Supreme Court troubled by DA’s rejection of black jurors

WASHINGTON — The Supreme Court signaled support Monday for a black death row inmate in Georgia who claims prosecutors improperly kept African-Americans off the jury that convicted him of killing a white woman.

Justice Stephen Breyer likened the chief prosecutor to his excuse-filled grandson. Justice Elena Kagan said the case seemed as clear a violation “as a court is ever going to see” of rules the Supreme Court laid out in 1986 to prevent racial discrimination in the selection of juries.

At least six of the nine justices indicated during arguments that black people were improperly singled out and kept off the jury that eventually sentenced defendant Timothy Tyrone Foster to death in 1987.

Foster could win a new trial if the Supreme Court rules his way. The discussion Monday also suggested that a technical issue might prevent the justices from deciding the substance of Foster’s case.

Georgia Deputy Attorney General Beth Burton had little support on the court for the proposition that prosecutor Stephen Lanier advanced plausible “race-neutral” reasons that resulted in an all-white jury for Foster’s trial. Foster was convicted of killing 79-year-old Queen Madge White in her home in Rome, Georgia.

Several justices noted that Lanier’s reasons for excusing people from the jury changed over time, including the arrest of the cousin of one black juror.
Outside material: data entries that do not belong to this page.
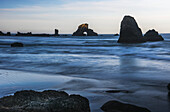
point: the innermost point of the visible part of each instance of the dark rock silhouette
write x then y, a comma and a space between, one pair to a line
3, 34
46, 101
168, 86
56, 32
153, 35
82, 29
115, 106
8, 34
38, 35
130, 32
24, 34
17, 44
90, 32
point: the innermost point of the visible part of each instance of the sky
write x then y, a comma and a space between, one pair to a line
103, 16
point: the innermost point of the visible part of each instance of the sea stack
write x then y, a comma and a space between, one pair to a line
130, 32
56, 32
84, 28
153, 35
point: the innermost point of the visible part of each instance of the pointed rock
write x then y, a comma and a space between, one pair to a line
130, 32
153, 35
84, 28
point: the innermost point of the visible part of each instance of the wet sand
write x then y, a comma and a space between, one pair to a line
151, 94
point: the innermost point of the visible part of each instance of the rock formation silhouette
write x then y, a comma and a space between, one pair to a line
130, 32
82, 29
153, 35
3, 34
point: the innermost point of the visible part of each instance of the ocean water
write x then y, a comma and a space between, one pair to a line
89, 66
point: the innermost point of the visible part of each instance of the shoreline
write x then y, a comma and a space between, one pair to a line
146, 95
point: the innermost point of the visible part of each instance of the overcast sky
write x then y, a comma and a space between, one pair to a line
103, 16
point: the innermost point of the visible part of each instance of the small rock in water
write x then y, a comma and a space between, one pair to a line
84, 28
115, 106
46, 101
153, 35
168, 86
17, 44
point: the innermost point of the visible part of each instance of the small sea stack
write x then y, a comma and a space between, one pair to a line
17, 44
130, 32
116, 106
56, 32
168, 86
153, 35
46, 101
3, 34
82, 29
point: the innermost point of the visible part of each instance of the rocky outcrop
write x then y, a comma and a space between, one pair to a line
82, 29
153, 35
3, 34
115, 106
168, 86
130, 32
17, 44
56, 32
116, 34
46, 101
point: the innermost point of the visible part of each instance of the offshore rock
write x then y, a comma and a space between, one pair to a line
90, 32
46, 101
17, 44
130, 32
153, 35
84, 28
3, 34
56, 32
115, 106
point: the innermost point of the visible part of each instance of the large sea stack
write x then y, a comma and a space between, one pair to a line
84, 28
130, 32
153, 35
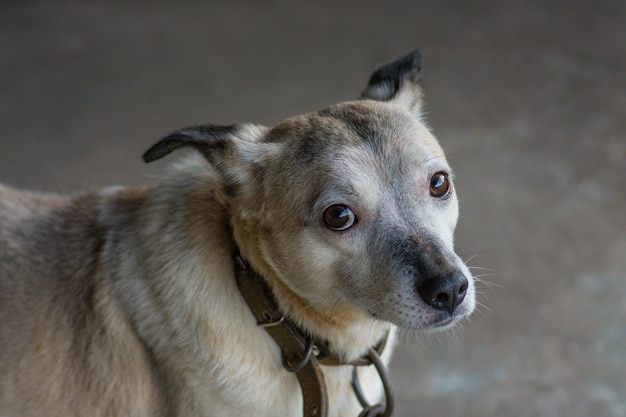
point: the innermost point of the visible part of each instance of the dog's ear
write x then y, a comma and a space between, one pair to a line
236, 151
398, 81
210, 140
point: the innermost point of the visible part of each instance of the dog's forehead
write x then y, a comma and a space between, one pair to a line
386, 132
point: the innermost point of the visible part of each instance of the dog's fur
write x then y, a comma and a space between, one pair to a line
122, 302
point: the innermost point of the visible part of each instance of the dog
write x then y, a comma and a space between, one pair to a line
124, 301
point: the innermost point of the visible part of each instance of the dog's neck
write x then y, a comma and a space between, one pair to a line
301, 353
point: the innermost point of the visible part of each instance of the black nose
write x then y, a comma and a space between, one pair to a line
444, 293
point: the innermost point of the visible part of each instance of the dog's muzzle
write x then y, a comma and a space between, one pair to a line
444, 293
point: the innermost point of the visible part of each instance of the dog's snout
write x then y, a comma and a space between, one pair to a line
444, 293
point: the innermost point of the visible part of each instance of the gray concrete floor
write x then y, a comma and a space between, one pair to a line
528, 98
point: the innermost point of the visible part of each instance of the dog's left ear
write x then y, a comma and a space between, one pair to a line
236, 151
398, 81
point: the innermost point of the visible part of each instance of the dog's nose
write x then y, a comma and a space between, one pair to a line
444, 293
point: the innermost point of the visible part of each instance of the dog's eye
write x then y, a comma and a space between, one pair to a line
339, 217
440, 186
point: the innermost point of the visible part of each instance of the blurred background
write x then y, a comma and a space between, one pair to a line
527, 97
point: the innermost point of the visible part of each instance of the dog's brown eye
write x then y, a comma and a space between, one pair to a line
339, 217
440, 185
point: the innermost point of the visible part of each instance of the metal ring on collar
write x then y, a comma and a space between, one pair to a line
307, 356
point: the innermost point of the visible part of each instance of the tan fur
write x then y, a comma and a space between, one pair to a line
122, 302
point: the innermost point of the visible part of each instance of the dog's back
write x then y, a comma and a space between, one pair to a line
65, 345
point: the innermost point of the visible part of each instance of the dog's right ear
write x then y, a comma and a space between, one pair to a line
399, 82
236, 151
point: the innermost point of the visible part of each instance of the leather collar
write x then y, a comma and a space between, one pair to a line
301, 353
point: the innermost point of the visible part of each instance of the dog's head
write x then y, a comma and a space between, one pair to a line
350, 208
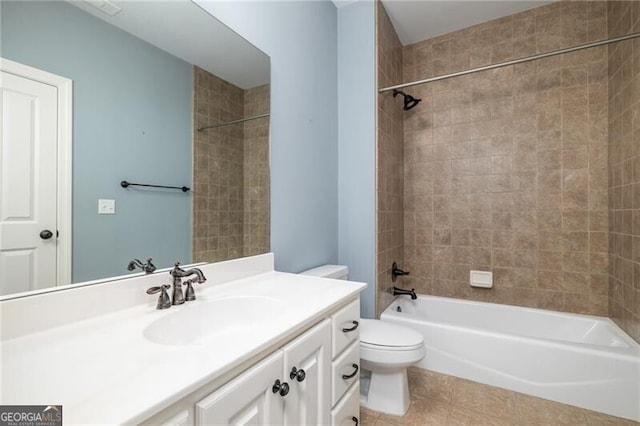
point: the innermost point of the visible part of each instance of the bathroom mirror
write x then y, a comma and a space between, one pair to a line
147, 78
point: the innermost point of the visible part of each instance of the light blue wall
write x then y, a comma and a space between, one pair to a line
300, 38
132, 120
357, 146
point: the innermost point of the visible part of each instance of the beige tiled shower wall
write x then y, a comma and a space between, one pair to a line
230, 171
624, 168
256, 172
506, 170
389, 167
217, 170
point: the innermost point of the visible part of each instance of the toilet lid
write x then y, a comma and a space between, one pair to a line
382, 333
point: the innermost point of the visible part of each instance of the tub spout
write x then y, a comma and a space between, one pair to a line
400, 291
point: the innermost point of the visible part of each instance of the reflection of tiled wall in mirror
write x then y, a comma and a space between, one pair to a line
256, 172
230, 169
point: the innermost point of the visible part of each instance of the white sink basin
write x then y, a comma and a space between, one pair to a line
214, 321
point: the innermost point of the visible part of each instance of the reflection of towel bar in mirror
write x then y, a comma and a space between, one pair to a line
126, 184
228, 123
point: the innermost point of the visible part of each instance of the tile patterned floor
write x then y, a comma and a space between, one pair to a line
438, 399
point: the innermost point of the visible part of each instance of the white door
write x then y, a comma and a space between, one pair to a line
246, 400
33, 188
308, 402
28, 182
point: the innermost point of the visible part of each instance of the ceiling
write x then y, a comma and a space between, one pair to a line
416, 21
183, 29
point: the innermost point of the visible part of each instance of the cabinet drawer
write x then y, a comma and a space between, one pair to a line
347, 412
183, 418
345, 327
346, 364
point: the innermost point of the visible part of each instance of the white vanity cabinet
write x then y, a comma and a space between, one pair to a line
345, 367
247, 399
300, 396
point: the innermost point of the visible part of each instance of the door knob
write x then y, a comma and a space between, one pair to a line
281, 388
296, 374
46, 234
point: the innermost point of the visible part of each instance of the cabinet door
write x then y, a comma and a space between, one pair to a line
347, 412
246, 400
308, 402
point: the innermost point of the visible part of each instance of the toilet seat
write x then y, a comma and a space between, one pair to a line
377, 334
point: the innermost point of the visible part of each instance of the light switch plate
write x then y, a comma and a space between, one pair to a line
106, 206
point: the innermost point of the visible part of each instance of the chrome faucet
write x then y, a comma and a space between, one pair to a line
400, 291
178, 273
163, 300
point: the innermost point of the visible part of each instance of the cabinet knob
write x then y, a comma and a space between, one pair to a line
352, 375
355, 325
299, 375
281, 388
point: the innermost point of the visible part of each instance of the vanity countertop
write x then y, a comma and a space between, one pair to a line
104, 370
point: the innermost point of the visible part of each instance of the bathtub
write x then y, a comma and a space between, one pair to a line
581, 360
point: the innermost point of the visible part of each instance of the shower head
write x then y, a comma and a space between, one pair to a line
409, 101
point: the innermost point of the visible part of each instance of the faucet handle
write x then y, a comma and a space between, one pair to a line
164, 301
189, 293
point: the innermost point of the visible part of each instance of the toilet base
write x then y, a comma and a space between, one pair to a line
388, 391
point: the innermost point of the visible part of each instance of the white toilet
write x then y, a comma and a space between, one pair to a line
386, 350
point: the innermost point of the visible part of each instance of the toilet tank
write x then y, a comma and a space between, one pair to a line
338, 272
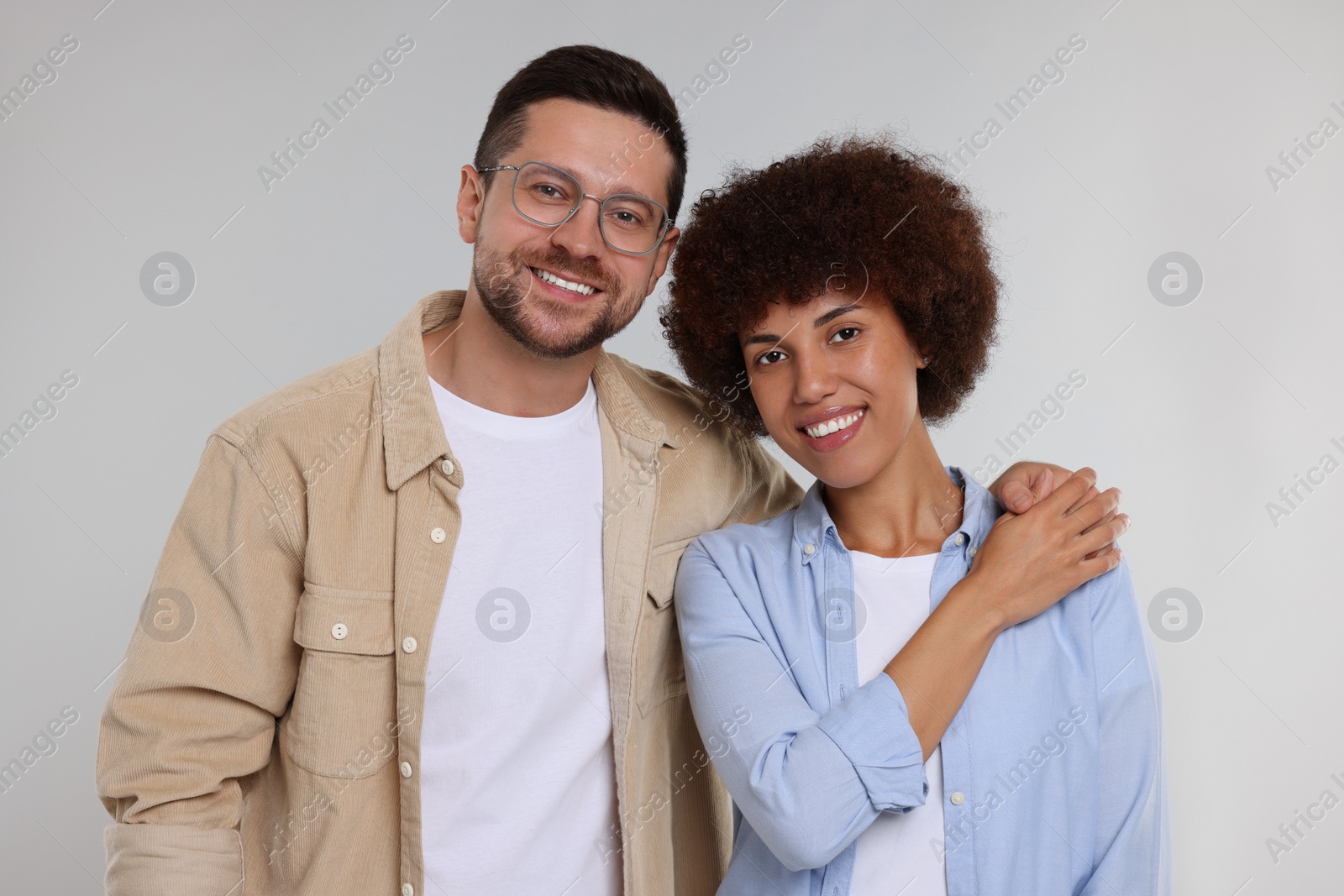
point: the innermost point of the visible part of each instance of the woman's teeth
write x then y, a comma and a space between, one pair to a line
564, 284
833, 425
The record in the case indicates that Lanier learned of the arrest only after the jury had been seated. “That seems an out and out false statement,” Justice Ruth Bader Ginsburg said.

Breyer drew an analogy with a grandson who was looking for any reason not to do his homework, none of them especially convincing.

“And so I would say my answer to my grandchild is, ‘Look, you’re not too tired to do your homework,’” Breyer said.

With Lanier, he said, “I think any reasonable person looking at this would say no, his reason was a purpose to discriminate.”

Justice Samuel Alito, who typically sides with prosecutors in criminal cases, was bothered by Lanier’s explanation that the same juror whose cousin was arrested also was not chosen because she was close in age to Foster. “She was in her 30s. He was 18 or 19,” Alito dryly said.

The discussion of the juror’s cousin also prompted Justice Sonia Sotomayor to say that Lanier never established whether the juror even was close to her cousin.

“I have cousins who I know have been arrested, but I have no idea where they’re in jail. I hardly — I don’t know them,” Sotomayor said.

Georgia courts have consistently rejected Foster’s claims of discrimination, even after his lawyers obtained the prosecution’s notes that revealed prosecutors’ focus on the black people in the jury pool. In one example, a handwritten note headed “Definite No’s” listed six people, of whom five were the remaining black prospective jurors.

The sixth person on the list was a white woman who made clear she would never impose the death penalty, Foster’s lawyer, Stephen Bright said Monday. “Even she ranked behind the black jurors,” Bright said.

Burton tried to persuade the justices that the notes focused on black people in the jury pool because prosecutors were preparing to defend against discrimination claims. Burton said the Supreme Court’s ruling about race discrimination in jury selection was about a year old when Foster’s case went to trial. The 1986 decision in Batson v. Kentucky set up a system by which trial judges could evaluate claims of discrimination and the race-neutral explanations by prosecutors.

Foster’s trial lawyers did not so much contest his guilt as try to explain it as a product of a troubled childhood, drug abuse and mental illness. They also raised their objections about the exclusion of African-Americans from the jury. On that point, the judge accepted Lanier’s explanations that factors other than race drove his decisions. The jury convicted Foster and sentenced him to death.

The jury issue was revived 19 years later, in 2006, when the state turned over the prosecution’s notes in response to a request under Georgia’s Open Records Act.

The name of each potential black juror was highlighted on four different copies of the jury list and the word “black” was circled next to the race question on questionnaires for the black prospective jurors. Three of the prospective black jurors were identified in notes as “B#1,” ‘’B#2,” and “B#3.”

An investigator working for the prosecutors also ranked the black prospective jurors against each other in case if “it comes down to having to pick one of the black jurors.”

Still, Georgia courts were not persuaded.

The argument featured no discussion of limiting the discretionary, or peremptory, decisions to reject potential jurors. Justice Thurgood Marshall warned in the 1986 Batson case that racial discrimination would persist until those discretionary jury strikes were eliminated.

A decision in the case, Foster v. Chatman, 14-8349, is expected by late spring.